Consider a diagonal $N\times N$ matrix $\boldsymbol{H}=\text{diag}(\omega_1,\omega_2, \dots,\omega_N)$ with ordering $\omega_1<\omega_2<\dots<\omega_N$, where the eigenvector $\boldsymbol{t}_1$ corresponding to the smallest eigenvalue $\omega_1$ is known.
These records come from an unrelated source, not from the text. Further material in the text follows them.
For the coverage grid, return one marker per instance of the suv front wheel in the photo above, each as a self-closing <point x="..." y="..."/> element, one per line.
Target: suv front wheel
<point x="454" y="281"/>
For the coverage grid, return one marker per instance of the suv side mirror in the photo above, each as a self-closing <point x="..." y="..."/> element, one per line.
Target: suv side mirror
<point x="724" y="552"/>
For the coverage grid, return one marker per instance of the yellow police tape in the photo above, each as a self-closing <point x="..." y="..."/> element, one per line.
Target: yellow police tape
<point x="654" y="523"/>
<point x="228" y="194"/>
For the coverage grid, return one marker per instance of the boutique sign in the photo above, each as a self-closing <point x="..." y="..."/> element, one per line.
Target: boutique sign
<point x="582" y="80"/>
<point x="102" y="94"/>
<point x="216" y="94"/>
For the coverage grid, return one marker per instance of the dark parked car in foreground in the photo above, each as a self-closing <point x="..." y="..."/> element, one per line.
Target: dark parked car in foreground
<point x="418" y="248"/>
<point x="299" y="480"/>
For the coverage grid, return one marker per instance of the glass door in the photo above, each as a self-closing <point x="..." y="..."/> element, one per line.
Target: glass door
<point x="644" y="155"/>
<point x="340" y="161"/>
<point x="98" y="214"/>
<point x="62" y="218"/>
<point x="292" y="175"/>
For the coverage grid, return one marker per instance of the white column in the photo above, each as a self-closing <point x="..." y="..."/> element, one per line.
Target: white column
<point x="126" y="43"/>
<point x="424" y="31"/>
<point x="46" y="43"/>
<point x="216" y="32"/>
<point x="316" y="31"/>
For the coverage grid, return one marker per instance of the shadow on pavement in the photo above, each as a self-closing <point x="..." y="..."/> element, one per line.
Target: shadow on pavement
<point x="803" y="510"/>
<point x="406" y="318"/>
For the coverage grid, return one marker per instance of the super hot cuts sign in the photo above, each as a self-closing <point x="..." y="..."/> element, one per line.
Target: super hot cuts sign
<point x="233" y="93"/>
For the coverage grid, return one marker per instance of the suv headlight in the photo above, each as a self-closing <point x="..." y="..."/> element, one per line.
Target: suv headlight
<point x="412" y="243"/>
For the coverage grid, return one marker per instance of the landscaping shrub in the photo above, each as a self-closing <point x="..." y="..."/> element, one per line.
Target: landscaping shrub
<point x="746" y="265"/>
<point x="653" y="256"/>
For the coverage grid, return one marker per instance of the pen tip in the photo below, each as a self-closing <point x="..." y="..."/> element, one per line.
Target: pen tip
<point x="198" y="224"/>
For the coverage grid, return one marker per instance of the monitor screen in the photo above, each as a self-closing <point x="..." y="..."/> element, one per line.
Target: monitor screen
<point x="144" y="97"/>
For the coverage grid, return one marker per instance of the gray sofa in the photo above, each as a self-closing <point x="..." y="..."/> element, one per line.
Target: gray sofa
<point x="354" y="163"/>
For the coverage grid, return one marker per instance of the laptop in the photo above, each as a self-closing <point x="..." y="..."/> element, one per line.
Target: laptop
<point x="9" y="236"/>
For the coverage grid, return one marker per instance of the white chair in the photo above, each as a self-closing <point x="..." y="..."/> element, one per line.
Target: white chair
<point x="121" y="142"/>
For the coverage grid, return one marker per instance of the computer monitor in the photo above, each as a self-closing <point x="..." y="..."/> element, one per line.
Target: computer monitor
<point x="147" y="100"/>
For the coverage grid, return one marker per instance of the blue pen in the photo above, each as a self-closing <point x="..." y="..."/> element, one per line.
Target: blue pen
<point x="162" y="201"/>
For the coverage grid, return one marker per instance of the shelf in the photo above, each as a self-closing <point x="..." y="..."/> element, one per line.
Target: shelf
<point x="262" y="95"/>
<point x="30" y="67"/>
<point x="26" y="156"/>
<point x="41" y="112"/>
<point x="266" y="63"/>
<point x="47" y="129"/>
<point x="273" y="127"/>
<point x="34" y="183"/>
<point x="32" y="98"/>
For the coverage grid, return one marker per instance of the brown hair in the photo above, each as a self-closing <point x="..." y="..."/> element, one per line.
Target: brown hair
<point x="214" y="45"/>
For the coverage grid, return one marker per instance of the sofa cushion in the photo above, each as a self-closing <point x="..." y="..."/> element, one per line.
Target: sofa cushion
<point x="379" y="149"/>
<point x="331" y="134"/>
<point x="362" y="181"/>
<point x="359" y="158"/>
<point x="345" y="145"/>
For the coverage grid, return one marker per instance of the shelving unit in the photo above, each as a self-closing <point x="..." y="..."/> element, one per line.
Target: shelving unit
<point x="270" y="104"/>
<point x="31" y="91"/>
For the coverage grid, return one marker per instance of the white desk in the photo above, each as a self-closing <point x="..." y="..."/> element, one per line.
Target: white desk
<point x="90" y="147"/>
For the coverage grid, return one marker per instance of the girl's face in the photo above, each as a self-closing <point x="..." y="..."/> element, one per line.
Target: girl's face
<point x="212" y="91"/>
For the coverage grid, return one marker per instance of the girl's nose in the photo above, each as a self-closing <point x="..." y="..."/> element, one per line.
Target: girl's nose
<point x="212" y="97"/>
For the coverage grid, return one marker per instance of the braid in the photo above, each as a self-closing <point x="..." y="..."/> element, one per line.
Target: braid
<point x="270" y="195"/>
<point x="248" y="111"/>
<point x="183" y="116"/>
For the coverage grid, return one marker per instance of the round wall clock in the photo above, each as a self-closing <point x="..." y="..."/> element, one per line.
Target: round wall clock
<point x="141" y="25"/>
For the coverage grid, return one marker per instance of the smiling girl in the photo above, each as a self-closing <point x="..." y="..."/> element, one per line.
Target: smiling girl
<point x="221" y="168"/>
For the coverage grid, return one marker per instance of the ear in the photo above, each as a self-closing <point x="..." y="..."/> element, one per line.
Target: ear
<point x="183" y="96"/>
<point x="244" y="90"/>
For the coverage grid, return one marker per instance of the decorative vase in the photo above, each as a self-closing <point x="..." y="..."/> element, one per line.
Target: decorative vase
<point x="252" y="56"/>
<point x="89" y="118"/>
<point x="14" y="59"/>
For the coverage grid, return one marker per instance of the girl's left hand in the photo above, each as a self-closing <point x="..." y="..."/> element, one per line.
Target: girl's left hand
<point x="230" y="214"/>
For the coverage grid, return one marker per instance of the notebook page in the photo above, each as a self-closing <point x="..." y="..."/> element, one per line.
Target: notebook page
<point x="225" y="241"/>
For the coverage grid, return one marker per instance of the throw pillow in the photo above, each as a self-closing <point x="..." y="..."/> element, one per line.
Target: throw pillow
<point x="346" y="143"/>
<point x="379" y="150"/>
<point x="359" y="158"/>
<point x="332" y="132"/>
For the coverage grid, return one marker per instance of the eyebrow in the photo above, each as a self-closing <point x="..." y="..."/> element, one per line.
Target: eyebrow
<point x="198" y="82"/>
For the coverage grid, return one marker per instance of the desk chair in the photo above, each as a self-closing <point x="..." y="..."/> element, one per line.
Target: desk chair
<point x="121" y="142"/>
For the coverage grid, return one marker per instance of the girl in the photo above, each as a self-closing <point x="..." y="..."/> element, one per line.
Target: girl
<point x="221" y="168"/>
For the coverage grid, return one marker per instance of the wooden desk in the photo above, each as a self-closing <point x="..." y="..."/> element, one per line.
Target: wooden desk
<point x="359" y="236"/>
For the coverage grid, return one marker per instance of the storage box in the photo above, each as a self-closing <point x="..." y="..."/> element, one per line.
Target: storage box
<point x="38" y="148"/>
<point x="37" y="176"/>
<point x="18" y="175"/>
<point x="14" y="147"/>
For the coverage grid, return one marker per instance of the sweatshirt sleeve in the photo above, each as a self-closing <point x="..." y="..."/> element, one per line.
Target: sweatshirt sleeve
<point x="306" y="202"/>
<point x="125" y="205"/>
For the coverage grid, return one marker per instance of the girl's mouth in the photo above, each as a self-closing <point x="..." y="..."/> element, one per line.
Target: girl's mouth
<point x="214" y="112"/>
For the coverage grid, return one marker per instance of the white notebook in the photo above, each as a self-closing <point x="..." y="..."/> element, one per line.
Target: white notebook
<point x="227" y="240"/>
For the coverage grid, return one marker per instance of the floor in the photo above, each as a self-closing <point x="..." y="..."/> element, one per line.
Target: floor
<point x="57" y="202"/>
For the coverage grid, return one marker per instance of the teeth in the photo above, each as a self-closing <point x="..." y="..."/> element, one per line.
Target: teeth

I want to construct an arrow-head matrix (AHM) $\boldsymbol{M}$, with real entries, as given below from $\boldsymbol{H}$ using the known eigenpair $\{\omega_1,\boldsymbol{t}_1\}$
$ \boldsymbol{M} = \begin{pmatrix} \Omega_1 & c_1 & c_2 & \dots & c_N\\ c_1 & \Omega_2 & 0 & \dots & 0\\ c_2 & 0 & \ddots & 0 & \vdots\\ \vdots & \vdots & 0 & \ddots & 0\\ c_N & 0 & \dots & 0 & \Omega_N\\ \end{pmatrix}, \hspace{0.2cm} c_i\neq0,\forall i$.
with elements $c_i$, which are non-zero, but might be positive or negativ. There exists a work of Peng et al.,Linear Algebra and its Applications 416 (2006), 336, who treat such problems for AHM with $c_i>0,\forall i$, but is there a generalization for real $c_i\neq0,\forall i$?